Шрифт:
Его глаза были напротив… и я в полной мере осозновала сейчас, что значит тонуть в чьем-то взгляде.
– Потому что ты того стоишь, – ответил он, и в его голосе слышалась такая искренность, что у меня перехватило дыхание.
Следующий поцелуй был глубже. Его пальцы зарылись в мои волосы, он прижал меня ближе к себе. Мое сердце билось так громко, что, казалось, его слышно по всему дому. От его близости кружилась голова. Я чувствовала его тепло, его дыхание на своих губах, его сильные руки, которые держали меня так бережно, словно я была сделана из тонкого стекла. Но при этом так надежно и крепко, что я почти задыхалась.
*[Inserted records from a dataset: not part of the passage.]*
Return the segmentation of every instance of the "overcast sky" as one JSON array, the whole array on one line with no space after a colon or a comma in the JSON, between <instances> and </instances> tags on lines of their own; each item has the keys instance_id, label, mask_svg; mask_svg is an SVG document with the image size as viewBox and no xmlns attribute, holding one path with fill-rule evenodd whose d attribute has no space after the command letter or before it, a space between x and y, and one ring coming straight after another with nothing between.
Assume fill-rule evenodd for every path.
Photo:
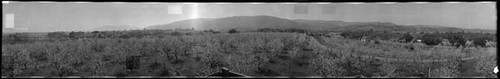
<instances>
[{"instance_id":1,"label":"overcast sky","mask_svg":"<svg viewBox=\"0 0 500 79\"><path fill-rule=\"evenodd\" d=\"M392 22L402 25L496 29L495 6L495 3L148 4L10 2L2 5L2 12L4 16L5 14L14 14L16 28L40 31L86 30L106 25L145 27L190 18L252 15L270 15L288 19ZM169 7L170 9L182 8L182 10L169 10ZM295 10L298 10L297 7L302 7L300 10L304 10L305 7L306 14L294 13ZM325 10L326 13L323 12Z\"/></svg>"}]
</instances>

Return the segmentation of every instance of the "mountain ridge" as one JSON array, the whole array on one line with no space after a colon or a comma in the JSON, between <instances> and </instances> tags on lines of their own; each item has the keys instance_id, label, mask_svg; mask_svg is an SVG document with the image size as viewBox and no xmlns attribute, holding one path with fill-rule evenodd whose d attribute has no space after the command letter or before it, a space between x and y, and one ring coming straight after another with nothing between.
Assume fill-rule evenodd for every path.
<instances>
[{"instance_id":1,"label":"mountain ridge","mask_svg":"<svg viewBox=\"0 0 500 79\"><path fill-rule=\"evenodd\" d=\"M327 31L356 31L379 30L400 32L487 32L496 33L487 29L467 29L436 25L399 25L391 22L345 22L327 20L286 19L268 15L257 16L231 16L222 18L187 19L168 24L148 26L146 29L175 29L195 28L196 30L227 31L237 29L240 31L254 31L261 28L297 28L306 30Z\"/></svg>"}]
</instances>

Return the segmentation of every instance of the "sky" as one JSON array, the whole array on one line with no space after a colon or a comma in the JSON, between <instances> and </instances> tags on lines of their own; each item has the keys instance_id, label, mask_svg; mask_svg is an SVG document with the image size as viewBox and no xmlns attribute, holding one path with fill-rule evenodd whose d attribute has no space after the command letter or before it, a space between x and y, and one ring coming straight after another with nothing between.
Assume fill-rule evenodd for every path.
<instances>
[{"instance_id":1,"label":"sky","mask_svg":"<svg viewBox=\"0 0 500 79\"><path fill-rule=\"evenodd\" d=\"M287 19L392 22L496 30L496 3L40 3L2 4L15 28L78 31L108 25L146 27L193 18L269 15ZM6 18L3 22L8 22ZM6 23L2 23L5 28ZM7 23L8 24L8 23Z\"/></svg>"}]
</instances>

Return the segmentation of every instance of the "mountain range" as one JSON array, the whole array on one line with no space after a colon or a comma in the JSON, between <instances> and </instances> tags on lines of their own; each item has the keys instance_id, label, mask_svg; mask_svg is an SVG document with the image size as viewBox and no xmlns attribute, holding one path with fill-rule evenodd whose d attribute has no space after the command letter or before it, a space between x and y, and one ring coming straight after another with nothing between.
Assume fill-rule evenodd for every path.
<instances>
[{"instance_id":1,"label":"mountain range","mask_svg":"<svg viewBox=\"0 0 500 79\"><path fill-rule=\"evenodd\" d=\"M128 28L129 26L127 26ZM122 27L106 27L114 29ZM391 32L486 32L496 34L496 30L465 29L434 25L398 25L389 22L344 22L325 20L285 19L274 16L232 16L224 18L200 18L176 21L168 24L147 26L144 29L192 29L227 31L255 31L261 28L297 28L321 31L391 31Z\"/></svg>"}]
</instances>

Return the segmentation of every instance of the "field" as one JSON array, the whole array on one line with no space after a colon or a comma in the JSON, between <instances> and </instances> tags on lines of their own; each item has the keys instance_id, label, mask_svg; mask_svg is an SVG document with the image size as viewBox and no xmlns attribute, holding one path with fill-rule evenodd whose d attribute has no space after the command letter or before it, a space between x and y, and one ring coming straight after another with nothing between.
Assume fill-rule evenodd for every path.
<instances>
[{"instance_id":1,"label":"field","mask_svg":"<svg viewBox=\"0 0 500 79\"><path fill-rule=\"evenodd\" d=\"M140 35L139 35L140 36ZM2 44L2 76L489 77L496 47L244 32Z\"/></svg>"}]
</instances>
Когда его ладонь медленно скользнула с моей талии выше, я накрыла ее своей, останавливая. Еще до того, как поняла, что делаю. По телу пробежала дрожь – не от страха, а от предвкушения, которое пугало меня своей силой. Эмоции и ощущения топили с такой силой, что каждый вдох словно выжигал легкие.
– Вилен, я... – зашептала я, чувствуя, как краснеют щеки. Зашептала и остановилась на полуслове. Что я?
Но мои пальцы продолжали сжимать его. Я не знала, как далеко могу позволить себе зайти. Это было так, словно я стою на краю пропасти – прыгнуть хочется, но страх… да, страх сильнее.
Пусть бы я и сама уже не понимала, чего боюсь.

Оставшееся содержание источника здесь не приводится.